When your house-brand product is up against household names made familiar through TV commercials and print ads, its physical appearance becomes vital to its success. To persuade your retail customers to convert from their favorite puppy food to your new offering may require creativity in the packaging department – but there are some technical issues you’ll need your manufacturing partner to help with first.
Packaging may seem like a downstream decision when it comes to developing your pet food, but it’s actually something your contract manufacturer should be thinking about as early as the formulation phase. The shape and size of the formula (i.e., round, square, triangle) is an important consideration for your desired bag size as these factors help determine the density of the product. Density is what one cubic foot of product weighs. When the product comes out of the extruder and is exposed to oxygen, it often expands. Think of it as a dessert that comes out of the oven as a fluffy angel food cake instead of a fudgy torte. That’s why thorough manufacturers like American Nutrition conduct a trial production run. If a product is blown through the extruder too quickly, you risk a kibble that is undercooked – which could potentially cause digestive problems for your pet. Rather than automatically opting to crank out 15 tons an hour versus 10, a reliable manufacturer will confirm product quality by examining cook percentage and percent of gelatinization during a trial run. This will ensure that you are achieving a high-quality product that promotes palatability and digestibility while optimizing density and speed of production. The result is a bag that does not appear too full or too empty, and a product that’s both delicious and safe for your ultimate customer.
Once the density of the product has been determined, your manufacturing partner will know how much product should go into each bag depending on its size. Often your manufacturer will provide recommendations on bag size based on the brands you are trying to emulate. For instance, it may be beneficial to place your similarly proportioned but lower-priced 3-lb. bag of kibble next to a competitor’s more expensive 5-pounder. An experienced supplier will have the market insights required to talk through these scenarios and come up with the best packaging dimensions for your offering.
Packaging Materials and Design
When a product is still earning favor with its target customers, first impressions can mean a lot. Most pet parents do not have resealable closure at the top of their priority list, nor do they consciously opt for plastic matte over polywoven bags, but they do have certain expectations based on current market offerings. Working with you, a thorough supplier will examine competing products to help you determine the best bag materials and closures to fit the tastes of your target market and your budget. From there, a full-service supplier like American Nutrition can assist in the graphic design of your package. No matter their involvement, experienced manufacturers will be able to advise on how to stay compliant. From required language to faulty claims, it is important to consider your packaging in the context of the most recent guidelines and regulations.

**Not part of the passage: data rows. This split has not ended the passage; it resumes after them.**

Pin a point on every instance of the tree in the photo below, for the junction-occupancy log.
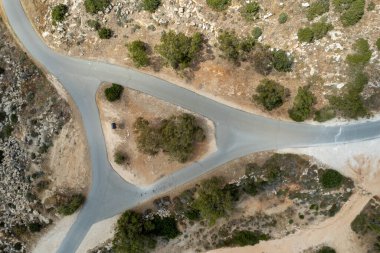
(114, 92)
(94, 6)
(138, 53)
(212, 202)
(178, 49)
(270, 94)
(151, 5)
(58, 13)
(302, 105)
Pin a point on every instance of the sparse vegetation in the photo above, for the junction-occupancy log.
(114, 92)
(178, 49)
(58, 13)
(138, 51)
(270, 94)
(303, 105)
(318, 8)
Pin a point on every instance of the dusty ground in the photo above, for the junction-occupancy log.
(143, 169)
(320, 64)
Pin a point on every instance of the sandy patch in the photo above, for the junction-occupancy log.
(143, 169)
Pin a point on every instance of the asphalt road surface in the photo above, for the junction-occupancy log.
(237, 133)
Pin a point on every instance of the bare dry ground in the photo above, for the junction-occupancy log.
(142, 169)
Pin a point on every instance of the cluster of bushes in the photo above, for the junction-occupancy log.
(175, 136)
(138, 51)
(114, 92)
(94, 6)
(303, 105)
(136, 234)
(351, 11)
(71, 204)
(178, 49)
(315, 32)
(58, 13)
(218, 5)
(250, 11)
(151, 5)
(270, 94)
(317, 8)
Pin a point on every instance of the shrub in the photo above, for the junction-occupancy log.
(114, 92)
(250, 10)
(178, 49)
(58, 13)
(151, 5)
(282, 62)
(138, 53)
(94, 24)
(331, 179)
(71, 204)
(282, 18)
(302, 105)
(105, 33)
(317, 8)
(218, 5)
(270, 94)
(94, 6)
(305, 35)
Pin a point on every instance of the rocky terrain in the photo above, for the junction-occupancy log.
(32, 115)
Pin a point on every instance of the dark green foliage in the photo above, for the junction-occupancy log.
(138, 51)
(331, 179)
(94, 6)
(326, 249)
(270, 94)
(303, 105)
(165, 227)
(58, 13)
(133, 234)
(317, 8)
(281, 61)
(94, 24)
(282, 18)
(71, 204)
(362, 53)
(218, 5)
(212, 202)
(151, 5)
(249, 11)
(245, 237)
(114, 92)
(105, 33)
(178, 49)
(324, 114)
(175, 136)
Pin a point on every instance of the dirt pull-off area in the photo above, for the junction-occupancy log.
(142, 169)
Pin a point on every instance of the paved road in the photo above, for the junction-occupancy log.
(237, 133)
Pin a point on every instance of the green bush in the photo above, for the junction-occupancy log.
(114, 92)
(178, 49)
(318, 8)
(218, 5)
(331, 179)
(282, 18)
(71, 204)
(282, 62)
(94, 6)
(151, 5)
(249, 11)
(94, 24)
(138, 51)
(105, 33)
(303, 105)
(58, 13)
(270, 94)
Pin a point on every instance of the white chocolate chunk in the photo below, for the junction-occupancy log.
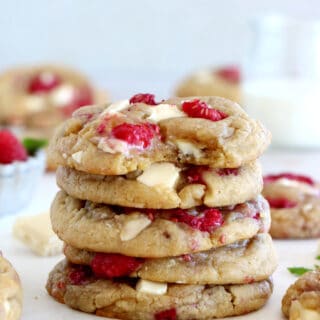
(133, 227)
(188, 148)
(151, 287)
(298, 312)
(77, 156)
(62, 95)
(36, 233)
(116, 107)
(164, 111)
(162, 174)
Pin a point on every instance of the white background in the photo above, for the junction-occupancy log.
(129, 46)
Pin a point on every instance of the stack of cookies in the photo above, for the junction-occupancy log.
(160, 210)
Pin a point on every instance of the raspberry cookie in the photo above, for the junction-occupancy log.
(10, 292)
(245, 261)
(165, 186)
(155, 233)
(302, 299)
(138, 300)
(131, 135)
(42, 96)
(294, 204)
(224, 82)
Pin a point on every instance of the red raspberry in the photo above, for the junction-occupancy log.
(114, 265)
(82, 97)
(228, 171)
(209, 220)
(170, 314)
(43, 82)
(11, 148)
(199, 109)
(146, 98)
(136, 134)
(281, 203)
(290, 176)
(195, 174)
(230, 74)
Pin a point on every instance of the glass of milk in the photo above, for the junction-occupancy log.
(282, 80)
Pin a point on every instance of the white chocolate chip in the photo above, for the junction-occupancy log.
(62, 95)
(151, 287)
(77, 156)
(164, 111)
(133, 227)
(163, 174)
(188, 148)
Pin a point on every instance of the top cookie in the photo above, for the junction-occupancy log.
(131, 135)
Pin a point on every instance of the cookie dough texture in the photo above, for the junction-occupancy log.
(246, 261)
(228, 143)
(218, 190)
(121, 300)
(301, 221)
(10, 292)
(303, 297)
(100, 229)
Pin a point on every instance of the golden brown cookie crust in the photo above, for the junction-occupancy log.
(98, 228)
(228, 143)
(121, 300)
(10, 292)
(217, 190)
(244, 262)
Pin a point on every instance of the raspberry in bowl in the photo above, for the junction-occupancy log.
(21, 166)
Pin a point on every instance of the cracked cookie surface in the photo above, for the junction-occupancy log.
(120, 299)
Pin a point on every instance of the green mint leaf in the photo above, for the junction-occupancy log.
(298, 271)
(33, 145)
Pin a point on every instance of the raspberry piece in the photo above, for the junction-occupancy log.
(230, 74)
(209, 220)
(114, 265)
(43, 82)
(11, 148)
(228, 171)
(79, 274)
(170, 314)
(195, 174)
(82, 97)
(281, 203)
(146, 98)
(290, 176)
(199, 109)
(136, 134)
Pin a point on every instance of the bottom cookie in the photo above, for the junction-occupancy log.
(76, 287)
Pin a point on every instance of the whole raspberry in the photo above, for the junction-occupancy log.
(43, 82)
(170, 314)
(230, 74)
(146, 98)
(136, 134)
(281, 203)
(11, 148)
(199, 109)
(290, 176)
(114, 265)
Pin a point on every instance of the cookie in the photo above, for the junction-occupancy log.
(302, 299)
(224, 82)
(166, 186)
(245, 261)
(131, 135)
(294, 204)
(154, 233)
(10, 292)
(125, 299)
(40, 97)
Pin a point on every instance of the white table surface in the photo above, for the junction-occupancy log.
(33, 270)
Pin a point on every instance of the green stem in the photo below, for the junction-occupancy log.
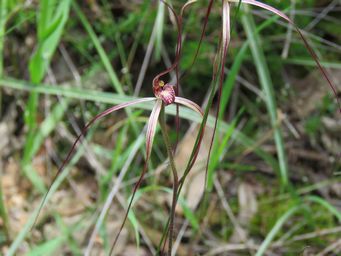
(3, 13)
(175, 177)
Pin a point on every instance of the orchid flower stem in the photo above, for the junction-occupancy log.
(175, 176)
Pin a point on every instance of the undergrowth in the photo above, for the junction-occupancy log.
(255, 172)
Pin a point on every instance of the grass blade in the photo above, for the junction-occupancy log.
(280, 222)
(267, 86)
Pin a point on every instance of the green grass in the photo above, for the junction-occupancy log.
(107, 46)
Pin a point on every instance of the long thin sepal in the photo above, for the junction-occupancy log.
(82, 134)
(150, 134)
(225, 43)
(190, 104)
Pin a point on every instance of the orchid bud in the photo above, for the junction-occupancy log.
(163, 91)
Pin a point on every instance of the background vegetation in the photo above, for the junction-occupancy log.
(62, 62)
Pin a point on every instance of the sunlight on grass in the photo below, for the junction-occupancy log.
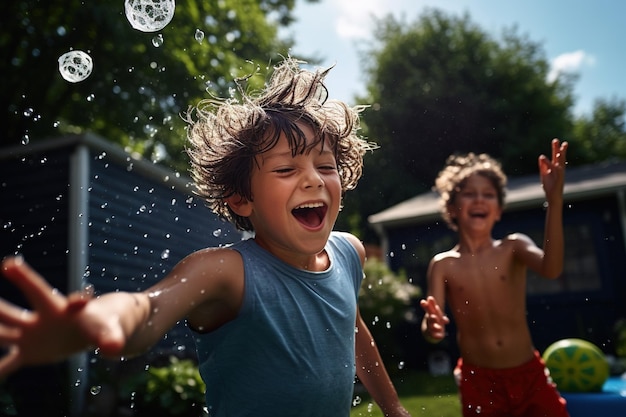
(421, 394)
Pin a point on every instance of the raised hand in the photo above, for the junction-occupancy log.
(435, 319)
(552, 171)
(55, 328)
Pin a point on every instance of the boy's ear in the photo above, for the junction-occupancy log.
(240, 205)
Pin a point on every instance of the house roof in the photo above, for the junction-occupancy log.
(580, 183)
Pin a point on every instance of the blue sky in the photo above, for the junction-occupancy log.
(581, 36)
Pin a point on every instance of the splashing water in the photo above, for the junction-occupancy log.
(149, 15)
(75, 66)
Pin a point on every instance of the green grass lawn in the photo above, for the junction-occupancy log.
(421, 394)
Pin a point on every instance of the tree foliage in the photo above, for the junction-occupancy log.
(138, 89)
(441, 85)
(602, 135)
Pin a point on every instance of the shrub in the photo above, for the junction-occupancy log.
(175, 390)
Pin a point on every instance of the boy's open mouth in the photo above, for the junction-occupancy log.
(310, 215)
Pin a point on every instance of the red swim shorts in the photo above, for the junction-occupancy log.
(526, 390)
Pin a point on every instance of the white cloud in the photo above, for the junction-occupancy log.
(570, 62)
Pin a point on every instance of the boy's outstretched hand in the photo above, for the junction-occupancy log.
(435, 319)
(552, 171)
(55, 328)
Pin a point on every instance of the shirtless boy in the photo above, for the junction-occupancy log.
(500, 373)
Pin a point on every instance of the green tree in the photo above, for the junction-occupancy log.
(137, 90)
(602, 135)
(441, 85)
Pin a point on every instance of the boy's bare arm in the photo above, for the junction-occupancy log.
(117, 323)
(434, 321)
(60, 326)
(552, 173)
(372, 373)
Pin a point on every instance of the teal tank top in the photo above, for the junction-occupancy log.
(290, 351)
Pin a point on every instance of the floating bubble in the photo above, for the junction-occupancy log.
(149, 15)
(157, 41)
(199, 36)
(75, 66)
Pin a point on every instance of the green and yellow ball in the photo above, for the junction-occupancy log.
(576, 365)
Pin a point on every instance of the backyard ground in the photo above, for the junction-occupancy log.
(420, 393)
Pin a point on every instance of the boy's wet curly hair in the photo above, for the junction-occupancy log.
(225, 136)
(457, 169)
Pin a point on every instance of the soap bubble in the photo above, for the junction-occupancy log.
(75, 66)
(149, 15)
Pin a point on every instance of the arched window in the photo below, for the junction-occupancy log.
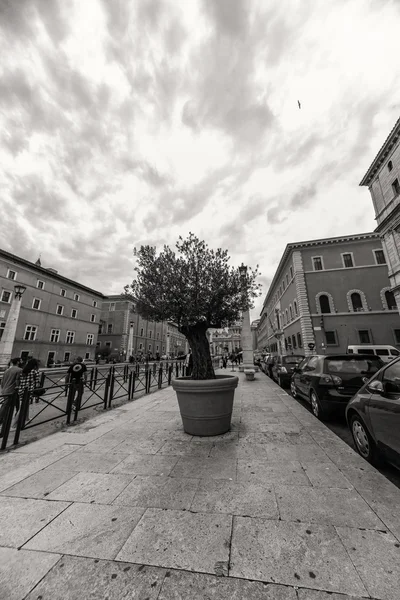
(390, 300)
(324, 304)
(356, 302)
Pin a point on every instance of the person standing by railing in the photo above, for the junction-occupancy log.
(9, 389)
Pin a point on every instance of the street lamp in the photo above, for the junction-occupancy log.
(8, 338)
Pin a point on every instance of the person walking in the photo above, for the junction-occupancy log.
(9, 390)
(76, 376)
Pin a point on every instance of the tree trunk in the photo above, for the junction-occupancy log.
(198, 342)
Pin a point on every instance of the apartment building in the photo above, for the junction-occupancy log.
(327, 294)
(58, 319)
(383, 181)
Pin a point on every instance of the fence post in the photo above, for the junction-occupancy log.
(23, 411)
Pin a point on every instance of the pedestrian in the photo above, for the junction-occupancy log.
(29, 380)
(76, 376)
(9, 390)
(189, 363)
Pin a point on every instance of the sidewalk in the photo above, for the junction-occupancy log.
(277, 509)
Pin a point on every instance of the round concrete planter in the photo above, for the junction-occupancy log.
(206, 405)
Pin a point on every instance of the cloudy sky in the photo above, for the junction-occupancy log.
(128, 122)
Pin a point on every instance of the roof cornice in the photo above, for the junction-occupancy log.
(380, 158)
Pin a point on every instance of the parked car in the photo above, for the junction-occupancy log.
(373, 416)
(386, 353)
(328, 382)
(283, 368)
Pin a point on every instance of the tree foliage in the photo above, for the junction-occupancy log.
(194, 287)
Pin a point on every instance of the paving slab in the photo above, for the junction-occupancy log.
(21, 570)
(180, 540)
(180, 585)
(207, 468)
(248, 499)
(326, 506)
(281, 552)
(289, 472)
(89, 462)
(99, 488)
(325, 474)
(376, 556)
(147, 464)
(21, 518)
(76, 578)
(39, 485)
(159, 492)
(91, 530)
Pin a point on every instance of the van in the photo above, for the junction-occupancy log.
(386, 353)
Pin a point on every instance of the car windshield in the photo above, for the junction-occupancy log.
(293, 360)
(353, 365)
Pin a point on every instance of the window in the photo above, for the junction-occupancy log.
(6, 296)
(55, 335)
(317, 263)
(380, 257)
(356, 302)
(331, 339)
(36, 303)
(348, 260)
(324, 304)
(364, 336)
(30, 333)
(391, 380)
(390, 300)
(70, 337)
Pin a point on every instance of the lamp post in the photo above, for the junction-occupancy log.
(246, 337)
(8, 338)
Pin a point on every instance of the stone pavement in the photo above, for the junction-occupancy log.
(129, 506)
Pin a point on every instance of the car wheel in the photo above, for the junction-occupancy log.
(363, 441)
(316, 407)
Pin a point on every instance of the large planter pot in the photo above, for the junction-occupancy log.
(206, 405)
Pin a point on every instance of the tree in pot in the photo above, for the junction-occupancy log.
(197, 289)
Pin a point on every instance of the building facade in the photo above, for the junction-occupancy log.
(125, 332)
(58, 319)
(328, 294)
(383, 181)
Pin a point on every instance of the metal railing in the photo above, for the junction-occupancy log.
(104, 386)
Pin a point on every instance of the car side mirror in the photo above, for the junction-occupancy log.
(376, 387)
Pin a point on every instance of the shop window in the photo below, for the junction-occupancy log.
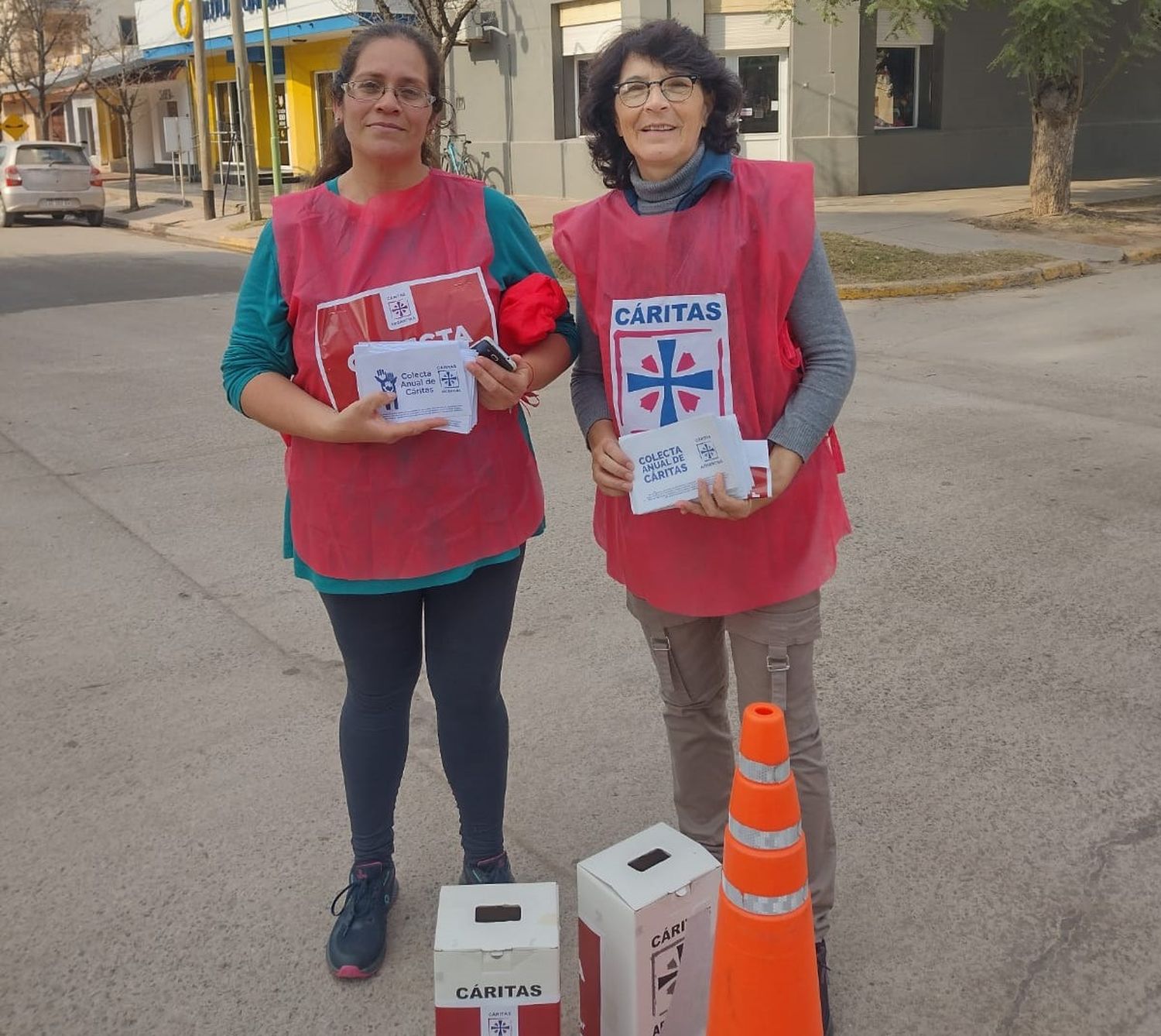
(898, 87)
(580, 67)
(324, 109)
(759, 74)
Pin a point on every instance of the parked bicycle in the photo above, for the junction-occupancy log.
(457, 160)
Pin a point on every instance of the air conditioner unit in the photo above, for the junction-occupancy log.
(478, 25)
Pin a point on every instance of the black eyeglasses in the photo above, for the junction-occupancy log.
(635, 92)
(372, 90)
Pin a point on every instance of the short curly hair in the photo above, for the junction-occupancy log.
(673, 46)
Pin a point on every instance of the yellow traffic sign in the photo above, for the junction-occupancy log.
(14, 125)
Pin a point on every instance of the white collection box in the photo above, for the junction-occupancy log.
(647, 908)
(429, 379)
(498, 961)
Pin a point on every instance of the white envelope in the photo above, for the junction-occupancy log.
(429, 379)
(669, 461)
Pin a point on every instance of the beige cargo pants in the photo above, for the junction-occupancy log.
(773, 661)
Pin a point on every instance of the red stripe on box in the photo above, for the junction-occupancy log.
(536, 1020)
(589, 952)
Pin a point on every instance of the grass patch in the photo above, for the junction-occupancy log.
(856, 260)
(1132, 221)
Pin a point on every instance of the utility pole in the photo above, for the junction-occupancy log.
(276, 143)
(201, 111)
(245, 116)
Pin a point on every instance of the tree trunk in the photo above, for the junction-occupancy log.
(132, 163)
(1056, 116)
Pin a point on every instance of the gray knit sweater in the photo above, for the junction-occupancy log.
(817, 321)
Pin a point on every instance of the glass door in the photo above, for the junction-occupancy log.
(324, 109)
(280, 107)
(763, 118)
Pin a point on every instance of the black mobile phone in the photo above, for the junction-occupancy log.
(489, 348)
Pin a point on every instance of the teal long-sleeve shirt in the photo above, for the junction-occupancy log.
(262, 341)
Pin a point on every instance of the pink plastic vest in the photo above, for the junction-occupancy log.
(411, 264)
(691, 308)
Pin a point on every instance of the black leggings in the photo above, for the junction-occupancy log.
(464, 627)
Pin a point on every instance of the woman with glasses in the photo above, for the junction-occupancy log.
(704, 290)
(413, 537)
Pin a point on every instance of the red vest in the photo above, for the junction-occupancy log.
(691, 308)
(410, 264)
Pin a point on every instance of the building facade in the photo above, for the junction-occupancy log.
(74, 113)
(875, 111)
(307, 39)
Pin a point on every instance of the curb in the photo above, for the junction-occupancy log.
(1028, 276)
(231, 244)
(1024, 278)
(1138, 257)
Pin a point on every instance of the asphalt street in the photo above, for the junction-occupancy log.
(172, 827)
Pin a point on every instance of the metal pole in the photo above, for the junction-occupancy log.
(276, 146)
(201, 109)
(245, 116)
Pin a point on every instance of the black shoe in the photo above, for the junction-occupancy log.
(820, 956)
(495, 871)
(358, 941)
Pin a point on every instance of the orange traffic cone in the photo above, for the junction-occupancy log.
(765, 978)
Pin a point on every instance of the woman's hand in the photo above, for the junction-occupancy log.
(360, 422)
(502, 389)
(717, 503)
(612, 469)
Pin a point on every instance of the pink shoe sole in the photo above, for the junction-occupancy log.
(351, 971)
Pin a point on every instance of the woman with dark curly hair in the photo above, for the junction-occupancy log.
(704, 290)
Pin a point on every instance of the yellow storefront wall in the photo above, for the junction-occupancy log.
(302, 62)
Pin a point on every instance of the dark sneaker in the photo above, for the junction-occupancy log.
(820, 955)
(495, 871)
(358, 941)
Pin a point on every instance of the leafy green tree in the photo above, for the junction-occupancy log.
(1067, 53)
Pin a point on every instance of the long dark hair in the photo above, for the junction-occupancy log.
(673, 46)
(337, 157)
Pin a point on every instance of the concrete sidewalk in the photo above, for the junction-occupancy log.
(930, 221)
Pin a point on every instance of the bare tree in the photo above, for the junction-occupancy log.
(439, 19)
(116, 76)
(1067, 51)
(43, 53)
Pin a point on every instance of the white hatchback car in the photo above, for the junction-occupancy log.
(49, 178)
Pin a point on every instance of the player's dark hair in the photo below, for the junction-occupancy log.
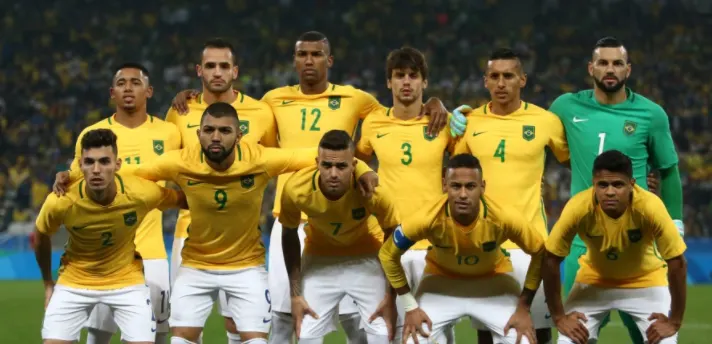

The value proposition of a private-label program is to offer products whose quality is comparable or superior to that of a national brand, at a lower cost. Retailers are no strangers to P&L statements and product launches, but having an experienced and flexible pet food manufacturer can provide the technical assurance that your final product aligns with your overarching vision. From the size and shape of your kibble to the claims on your packaging, your pet food manufacturer’s expertise matters. Choose a partner who offers the reliability, stability and experience needed to generate a product that can deliver on your brand promise.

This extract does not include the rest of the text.